My brother, Todd, is almost five and our cousin Bridgette (also five) is visiting, along with her mother and grandmother. Between my dad’s job and his as-yet-unchecked alcoholism, he’s keeping pretty busy, so his mother and sister have flown in from Texas to help take care of things whenever my mom goes into labor.
That was the plan, anyway. I am more than a week overdue (“Never too early to start being late for stuff!” –me) and my grandmother and aunt are getting impatient. They spend each day asking my mom “When is that kid gonna come?!” and entertaining two five-year-olds with trips to local attractions. My cousin tells me that she and my brother were promised a trip to Disneyland the day before I arrived, and that my being born ruined it. (“Never too early to start ruining stuff!” –also me)
Losing patience, my grandmother makes my mom drink a glass of Castor oil to induce labor (the seventies!). Late that same evening, her contractions begin. It’s after midnight. My dad is out drinking beer and playing poker somewhere and has our (only) car. Wherever he is, he can’t be reached by phone. And he doesn’t have one of those “Daddy Beepers” because beepers don’t exist because they haven’t been invented yet because it isn’t the future. (Help us, TIME CAT!)
My mom knows that calling an ambulance will be too expensive, and apparently taxicabs won’t pick up a woman in labor, for insurance reasons. So, out of desperation, my mom calls her former neighbors from across town—a couple in their 50s that she barely knows. She wakes them up, explains her predicament and they rush over to take her and my aunt to the hospital. My grandmother stays home with the kids and waits for my Dad (her son), with whom she (and everyone) is now furious. I mean, have you ever had to call a casual acquaintance in the middle of the night to ask for a hugely inconvenient favor because you are out of options? I can imagine my mom spent every non-contraction moment feeling either mortified or livid or both.
WHAT A JOYOUS DAY TO BE BORN!
Hours later, my Dad arrives home. My grandmother hears him come in, and doesn’t confront him right away. She is waiting for him to realize that my mom is missing (in the middle of the night), panic, and come to her, looking for answers.
Instead, he passes out in the bed, completely unaware that anything is out of the ordinary. My grandmother waits a few minutes, then bursts into his bedroom and yells, “JUST WHERE THE FUCK DO YOU THINK YOUR WIFE IS?” To which my dad replies, “Guh?” and then slowly gets it together and leaves for the hospital.
For the next 30-some-odd hours, my mom is in labor, and after a day and a half she is craving sleep, food and cigarettes (the seventies!), which she is not allowed to have. When my dad, grandmother and aunt are not busy eating and smoking in front of her, they complain about how long this birth is taking. If my mother hadn’t been exhausted, in constant pain and living on nothing but ice chips, she might have punched all of them in their smoking, eating faces. Instead, she kept quiet and carried on forcing a human being out of her vagina.
THE MOST SPECIAL DAY, AM I RIGHT?
Finally, I am born, and I am pretty awesome (so I’m told). I am named after the daughter of one of my Dad’s Navy buddies.
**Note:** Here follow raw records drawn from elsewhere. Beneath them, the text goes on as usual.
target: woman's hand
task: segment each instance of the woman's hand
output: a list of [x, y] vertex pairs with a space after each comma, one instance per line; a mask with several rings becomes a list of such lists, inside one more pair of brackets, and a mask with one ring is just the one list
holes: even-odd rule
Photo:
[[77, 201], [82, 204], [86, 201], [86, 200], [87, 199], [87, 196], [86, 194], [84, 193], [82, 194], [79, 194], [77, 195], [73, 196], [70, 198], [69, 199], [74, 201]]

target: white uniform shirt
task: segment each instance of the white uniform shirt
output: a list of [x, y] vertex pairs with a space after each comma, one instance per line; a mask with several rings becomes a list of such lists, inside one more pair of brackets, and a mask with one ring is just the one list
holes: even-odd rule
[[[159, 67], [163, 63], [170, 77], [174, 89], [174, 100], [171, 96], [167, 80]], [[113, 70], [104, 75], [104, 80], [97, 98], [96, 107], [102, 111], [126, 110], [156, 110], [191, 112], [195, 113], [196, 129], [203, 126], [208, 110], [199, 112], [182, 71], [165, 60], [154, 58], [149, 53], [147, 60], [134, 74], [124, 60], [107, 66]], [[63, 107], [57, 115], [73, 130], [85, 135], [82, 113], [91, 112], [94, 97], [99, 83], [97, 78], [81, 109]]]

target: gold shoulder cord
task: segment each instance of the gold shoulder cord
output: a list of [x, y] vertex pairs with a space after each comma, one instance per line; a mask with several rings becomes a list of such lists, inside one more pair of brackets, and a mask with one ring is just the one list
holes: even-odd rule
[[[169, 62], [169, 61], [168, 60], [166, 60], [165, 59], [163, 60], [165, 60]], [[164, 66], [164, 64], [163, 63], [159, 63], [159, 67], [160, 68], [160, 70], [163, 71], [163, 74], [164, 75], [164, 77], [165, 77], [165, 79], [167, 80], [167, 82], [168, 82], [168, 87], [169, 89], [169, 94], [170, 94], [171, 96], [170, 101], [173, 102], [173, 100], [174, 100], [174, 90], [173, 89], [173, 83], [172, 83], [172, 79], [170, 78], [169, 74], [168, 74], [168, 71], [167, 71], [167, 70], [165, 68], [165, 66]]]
My Dad just liked the name Darci, and he won the coin toss that determined which of my parents got to choose the name. A quarter landing on “heads” instead of “tails” is the only reason you aren’t currently reading the story of the day Chrissy Ratliff was born.
Almost four decades later, my cousin and my brother have still never been to Disneyland. You know who has been to Disneyland? Me. (YA BURNT!)